Je suis content pour eux, avec eux.
Je me garde de leur dire comme ces parents à la schadenfreude facile: « Je vous l’avais bien dit que vous y viendriez !». La démocratie n’est pas de mon fait et c’est un heureux hasard d’être né ici dans ce temps de paix et de sécurité. Inutile de faire le malin.
Je me souviens que lorsque le communisme s’est effondré, certains ont regretté l’ancienne tutelle du Parti. Leur panique imitait à s’y méprendre la peur des enfants qui ont perdu papa maman.
C’est qu’en effet la dictature autoritaire – le mode de gouvernement qui a régné sur le monde depuis que le monde est monde jusqu’à l’époque moderne ou à peu près – est un système qui reprend l’ancienne dépendance que chacun a vécue en privé lors de son développement : l’enfance. Le chef de clan, le roi, l’empereur, le Parti, Dieu, tous sont des images de la figure du père(de la mère), présences gigantesques qui nous protègent durant nos années de formation. Pour la nourriture, l’argent, les vêtements, la manière de concevoir le monde (religion, mœurs), les enfants lèvent les yeux vers le ciel – ces grands qui savent mieux que nous, ombres tutélaires qui condescendent à nous regarder  – et se comportent selon les rituels de traditions séculaires. Voilà ce qui fut (c’était le passé historique aussi bien que l’enfance).
C’est ici que l’Histoire rejoint notre propre histoire. La démocratie est ouverture : cela revient à dire que l’éducation est une priorité, puisque l’enfance n’est plus tutelle et soumission mais soutien vers l’autonomie ; la bonne éducation consiste à faire passer l’enfant du statut de mineur à celui de majeur (pour reprendre le vocabulaire de Kant), autrement dit de la dépendance du jeune âge à la maturité adulte et libre.
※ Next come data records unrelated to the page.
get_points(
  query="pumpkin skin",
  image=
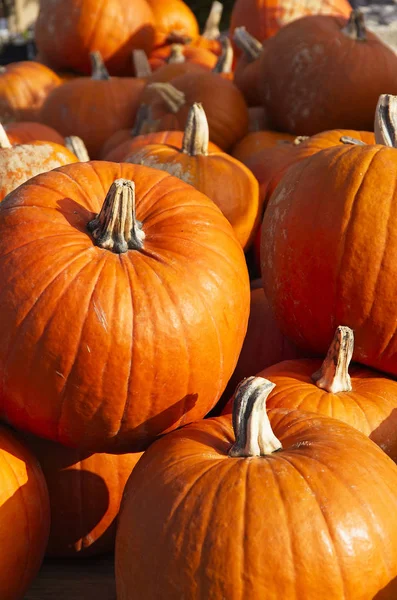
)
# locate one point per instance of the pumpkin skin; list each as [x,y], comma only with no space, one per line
[24,517]
[24,132]
[65,34]
[23,88]
[85,491]
[310,58]
[204,491]
[356,202]
[85,363]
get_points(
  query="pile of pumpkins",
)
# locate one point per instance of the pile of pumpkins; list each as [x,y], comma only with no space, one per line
[156,397]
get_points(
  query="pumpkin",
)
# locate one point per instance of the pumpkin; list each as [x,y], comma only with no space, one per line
[173,20]
[22,132]
[227,182]
[66,33]
[316,81]
[24,517]
[292,505]
[337,206]
[226,110]
[97,350]
[85,491]
[20,163]
[93,108]
[264,18]
[23,88]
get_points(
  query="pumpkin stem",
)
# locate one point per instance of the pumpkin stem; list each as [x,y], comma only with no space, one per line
[116,227]
[225,61]
[196,136]
[346,139]
[173,98]
[99,71]
[141,64]
[78,147]
[251,47]
[355,27]
[176,55]
[254,435]
[4,141]
[386,121]
[211,27]
[333,375]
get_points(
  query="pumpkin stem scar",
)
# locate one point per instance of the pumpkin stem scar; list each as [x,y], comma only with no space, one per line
[116,227]
[254,434]
[333,376]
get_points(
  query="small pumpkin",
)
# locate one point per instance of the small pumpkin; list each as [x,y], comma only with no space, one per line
[291,505]
[219,176]
[24,517]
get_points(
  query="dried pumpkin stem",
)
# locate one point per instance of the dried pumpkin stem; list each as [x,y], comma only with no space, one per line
[333,375]
[355,27]
[78,147]
[251,47]
[141,64]
[173,98]
[211,27]
[4,141]
[99,71]
[254,435]
[116,227]
[196,137]
[385,126]
[225,61]
[176,55]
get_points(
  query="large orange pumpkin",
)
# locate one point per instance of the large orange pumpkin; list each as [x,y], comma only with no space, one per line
[312,76]
[128,301]
[23,88]
[225,180]
[67,32]
[294,505]
[329,249]
[24,517]
[93,108]
[85,491]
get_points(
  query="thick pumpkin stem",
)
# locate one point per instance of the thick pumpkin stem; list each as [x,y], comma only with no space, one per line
[385,126]
[141,64]
[333,376]
[4,141]
[251,47]
[176,55]
[355,27]
[173,98]
[196,137]
[116,228]
[211,27]
[78,147]
[99,71]
[254,435]
[225,61]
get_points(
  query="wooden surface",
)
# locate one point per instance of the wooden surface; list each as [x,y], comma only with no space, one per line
[84,579]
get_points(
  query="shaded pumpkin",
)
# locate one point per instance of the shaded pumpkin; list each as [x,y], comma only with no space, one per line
[24,517]
[98,351]
[241,496]
[220,177]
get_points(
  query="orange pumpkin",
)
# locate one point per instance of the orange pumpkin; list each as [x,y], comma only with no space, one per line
[66,33]
[85,491]
[93,108]
[24,86]
[24,517]
[219,176]
[97,351]
[293,505]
Ce que l’on croit politique est en réalité éducatif. Sur l’articulation privé public se greffe le couple indissoluble éducation démocratie.
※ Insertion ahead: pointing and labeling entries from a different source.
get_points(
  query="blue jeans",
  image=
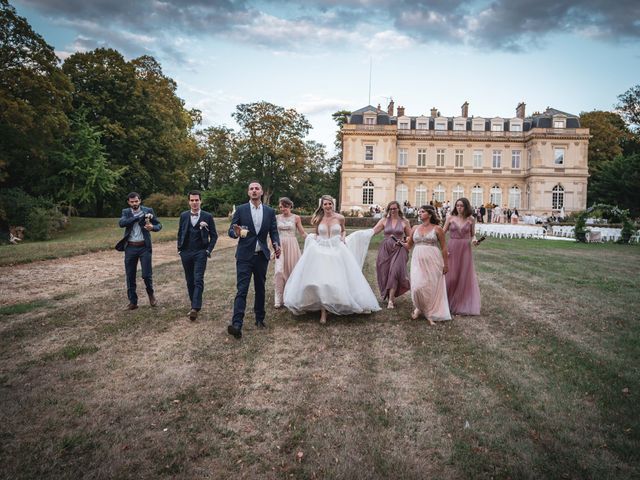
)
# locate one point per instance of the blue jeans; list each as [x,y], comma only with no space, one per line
[131,257]
[194,263]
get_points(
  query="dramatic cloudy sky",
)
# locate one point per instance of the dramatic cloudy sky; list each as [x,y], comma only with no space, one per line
[315,56]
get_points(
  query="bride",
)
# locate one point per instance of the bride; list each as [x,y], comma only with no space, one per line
[328,276]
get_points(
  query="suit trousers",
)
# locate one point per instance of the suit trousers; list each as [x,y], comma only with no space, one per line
[194,263]
[131,257]
[256,266]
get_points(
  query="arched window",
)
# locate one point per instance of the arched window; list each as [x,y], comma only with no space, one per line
[476,196]
[557,197]
[367,192]
[421,196]
[496,195]
[457,193]
[402,193]
[514,197]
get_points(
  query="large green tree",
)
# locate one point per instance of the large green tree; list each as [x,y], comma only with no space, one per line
[271,146]
[86,177]
[34,102]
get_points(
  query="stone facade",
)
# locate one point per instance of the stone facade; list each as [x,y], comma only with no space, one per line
[537,163]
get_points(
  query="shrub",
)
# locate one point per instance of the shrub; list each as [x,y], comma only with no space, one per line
[167,205]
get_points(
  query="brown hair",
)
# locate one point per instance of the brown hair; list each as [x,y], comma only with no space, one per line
[286,201]
[433,214]
[468,211]
[318,215]
[392,202]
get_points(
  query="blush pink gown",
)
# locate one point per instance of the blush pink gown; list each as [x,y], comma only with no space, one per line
[428,286]
[462,282]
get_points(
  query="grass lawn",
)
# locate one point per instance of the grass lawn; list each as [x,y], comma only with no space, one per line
[84,235]
[544,384]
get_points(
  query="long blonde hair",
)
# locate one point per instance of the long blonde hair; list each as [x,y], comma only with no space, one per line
[318,215]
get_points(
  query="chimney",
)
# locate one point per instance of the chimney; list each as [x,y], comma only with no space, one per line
[465,109]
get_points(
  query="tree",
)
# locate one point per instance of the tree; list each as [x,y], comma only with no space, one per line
[34,101]
[630,107]
[618,183]
[216,165]
[271,146]
[86,177]
[608,134]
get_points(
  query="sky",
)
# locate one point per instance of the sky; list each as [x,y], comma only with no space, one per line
[321,56]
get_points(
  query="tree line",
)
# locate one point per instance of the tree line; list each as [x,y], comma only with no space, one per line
[81,133]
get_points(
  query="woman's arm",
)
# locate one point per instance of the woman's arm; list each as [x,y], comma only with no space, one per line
[379,226]
[443,248]
[299,227]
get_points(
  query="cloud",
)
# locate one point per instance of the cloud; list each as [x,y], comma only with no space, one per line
[508,25]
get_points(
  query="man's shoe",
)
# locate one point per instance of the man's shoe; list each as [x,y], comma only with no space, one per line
[236,332]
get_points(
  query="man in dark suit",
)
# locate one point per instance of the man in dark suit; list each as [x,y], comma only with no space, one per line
[251,223]
[196,238]
[138,222]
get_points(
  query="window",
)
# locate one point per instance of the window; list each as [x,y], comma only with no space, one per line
[458,192]
[514,197]
[477,159]
[515,159]
[402,157]
[497,159]
[476,196]
[402,193]
[557,197]
[422,157]
[368,153]
[496,195]
[421,195]
[367,192]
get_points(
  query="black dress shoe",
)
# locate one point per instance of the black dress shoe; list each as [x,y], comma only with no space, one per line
[236,332]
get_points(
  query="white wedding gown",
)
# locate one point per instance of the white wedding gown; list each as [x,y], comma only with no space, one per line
[329,276]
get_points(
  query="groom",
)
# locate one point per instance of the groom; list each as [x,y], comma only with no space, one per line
[251,223]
C’est pourquoi il convient de souhaiter bon courage à ces peuples qui se libèrent, car nous-mêmes, qui nous prétendons des vieux routiers de la chose démocratique, avons bien du mal à donner à notre éducation une priorité qui s’impose pourtant d’elle-même : si nous sommes en démocratie, nous devons apprendre à nos petits à devenir grands, nous devons respecter leur personne et stimuler leur énergie pour qu’ils aillent glaner leur liberté loin de nos encombrantes figures. Pour l’instant, le respect (sauf exception) attend toujours à la porte des écoles.